War eben noch asphaltiert
Der Weg wurde immer schlechter, wenngleich er immer noch nur moderate Steigungen aufwies. Plötzlich war der Weg dann aber 15m vor dem US Highway 50 zu Ende. Der Highway war an der Stelle nicht als Freeway ausgeschildert ich hätte ihn also benutzen können.

Highway 50 hinter dem Zaun, aber nicht erreichbar


Nach einigem Rangieren mit dem Anhänger habe ich mich dann auf den Rückweg zur letzten Kreuzung gemacht, die zu einer asphaltierten Straße führte. Nach einigem Irren durch die Wohnsiedlung (immer rechts rum war leider falsche, links rum wäre deutlich kürzer gewesen) kam ich dann etwa 2 Kilometer weiter unten auf dem Highway 50 den ich bis zur nächsten Kreuzung gefahren bin. Danach war ich wieder auf dem ursprünglich geplanten Weg. Nach etwa 15km habe ich dann bei einem Safeway die letzten Besorgungen des Tages, also vor allem eine neue Gallone Wasser und etwas Brot. Irgendwie schmeckt hier selbst französisches Brot nicht, obwohl ich Weißbrot eigentlich sehr mag. Bei Safeway hat mir dann meine neue amerikanische Telefonnummer den Erwerb eine Safeclub-Karte erleichtert, mit der ich auch gleich 4 Dollar gespart habe.

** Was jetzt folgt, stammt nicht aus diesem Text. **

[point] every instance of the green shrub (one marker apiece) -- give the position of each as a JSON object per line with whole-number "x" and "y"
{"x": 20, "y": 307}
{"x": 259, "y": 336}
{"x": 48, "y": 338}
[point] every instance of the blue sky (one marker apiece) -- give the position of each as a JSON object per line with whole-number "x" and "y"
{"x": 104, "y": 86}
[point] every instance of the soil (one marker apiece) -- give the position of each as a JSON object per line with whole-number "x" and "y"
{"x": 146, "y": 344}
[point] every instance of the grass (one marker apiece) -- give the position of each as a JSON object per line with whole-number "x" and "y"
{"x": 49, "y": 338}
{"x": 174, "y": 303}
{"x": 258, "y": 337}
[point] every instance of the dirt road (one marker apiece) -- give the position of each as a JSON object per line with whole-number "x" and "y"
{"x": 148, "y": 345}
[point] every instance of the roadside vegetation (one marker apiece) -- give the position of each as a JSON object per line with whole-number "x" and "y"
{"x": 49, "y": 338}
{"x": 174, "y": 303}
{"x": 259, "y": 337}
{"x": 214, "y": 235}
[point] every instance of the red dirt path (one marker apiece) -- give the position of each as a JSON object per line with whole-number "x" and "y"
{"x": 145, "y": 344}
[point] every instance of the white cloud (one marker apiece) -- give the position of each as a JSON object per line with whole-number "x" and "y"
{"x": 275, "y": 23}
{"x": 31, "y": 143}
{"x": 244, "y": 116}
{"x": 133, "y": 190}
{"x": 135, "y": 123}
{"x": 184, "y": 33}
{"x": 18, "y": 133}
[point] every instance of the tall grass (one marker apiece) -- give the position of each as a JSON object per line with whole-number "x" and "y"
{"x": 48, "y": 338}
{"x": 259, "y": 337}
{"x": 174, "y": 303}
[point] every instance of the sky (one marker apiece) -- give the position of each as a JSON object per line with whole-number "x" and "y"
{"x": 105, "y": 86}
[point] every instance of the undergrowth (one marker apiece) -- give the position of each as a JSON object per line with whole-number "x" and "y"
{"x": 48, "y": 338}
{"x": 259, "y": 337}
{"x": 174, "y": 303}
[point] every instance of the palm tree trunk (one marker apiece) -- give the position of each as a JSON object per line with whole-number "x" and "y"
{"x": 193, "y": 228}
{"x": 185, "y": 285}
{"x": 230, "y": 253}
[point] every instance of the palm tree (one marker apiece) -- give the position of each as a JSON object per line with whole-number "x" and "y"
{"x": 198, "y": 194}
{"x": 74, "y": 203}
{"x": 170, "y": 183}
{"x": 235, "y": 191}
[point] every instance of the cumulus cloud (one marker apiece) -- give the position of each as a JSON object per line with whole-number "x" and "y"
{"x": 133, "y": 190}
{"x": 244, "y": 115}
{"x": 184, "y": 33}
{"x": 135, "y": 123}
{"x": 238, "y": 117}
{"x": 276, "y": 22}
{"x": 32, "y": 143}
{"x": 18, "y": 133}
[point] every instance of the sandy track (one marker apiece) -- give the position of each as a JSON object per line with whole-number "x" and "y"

Nach dem Safeway gab es eine Auffahrt auf dem Freeway, die ich aber nicht benutzen durfte, also sollte ich laut Google-Maps für Fahrräder auf der Straße bleiben (einer Sackgasse) später zweimal rechts abbiegen und dann links auf den Highway 50 (der ungefähr 1 Meile nach der Auffahrt kein Freeway mehr war). Ich bin da rein gefahren habe aber außer Wohnzufahrten nichts gefunden. Danach bin ich wieder zurück um zu prüfen, ob ich mir den Freeway getrauen kann oder ob es auf der anderen Seite eine Alternative gibt. Gab es nicht. Ich habe dann mit meinem Kindle nochmal genau auf die Karte geschaut, und da sollte es wirklich eine Verbindung geben. Also zurück zur Sackgasse. Dort musste ich das Rad dann etwa 50 Meter den Berg über Schotter hochschieben bevor es dann rechts wieder in eine asphaltierte Straße ging, die tatsächlich zum Highway führte. Den ging es dann noch etwa 25km entlang bis zum Campingplatz Sand Flat.
Der Highway war teilweise 4-spurig ausgebaut und teilweise mit sehr breiten Sicherheitsstreifen versehen, also angesichts des geringen Verkehrs am späten Sonntagnachmittag, gut befahrbar. Allerdings ging es mehr bergab als bergauf, obwohl der Highway im wesentlichen dem (South Fork) American River vom Vortag folgt. Der Campingplatz war einfach gehalten, also leider ohne Dusche und daher mit 18 USD ziemlich teuer. Nach 100.49 km, 6:35:23 (avg 15.32 km/h) waren die 25km zum nächsten kostenfreien Platz aber nicht mehr drin. Die Camp-Manager haben mir dann von einem Radfahrer der in Boston gestartet ist. Das war ganz nett, bis zu dem Punkt als sie 911 gewählt haben, weil der Radfahrer beim Bad im American River auf einem Stein ausgerutscht ist. Daher habe ich dann auch auf ein Bad im Fluß verzichtet.

(english version)
The day started at the Lake Folsom. It was quite cold in the morning, so that I put on some more cloths. But already short after 9 it was warm enough to cycle in short summer cloths. The route went up to Placerville on the Green Valley Road, which unfortunatly neither followed a valley nor was green (ok maybe compared with Nevada it was green).
In Placerville I decided to take the El Dorado Trail, a really bad decision. The trail ended at a fence blocking me from accessing the US Highway 50. I went a little back and finally find a way to the Highway, which I had to leave soon after, since it becomes a Freeway again.

20km later I had some touble finding the way through a dead end street entering the Highway after the Freeway-part ends. My Kindle finally helped me to find the right map online, my 1:126.000 map from the National Forest was not really helpful in this case. The day ended at Sand Flat campground, where I heard a horrible story of a biker, who started in Boston, and ended in the hospital after he slipped on a stone while taking a bath in the American River. So I don't took a bath.
The American River, where the other biker took a bath.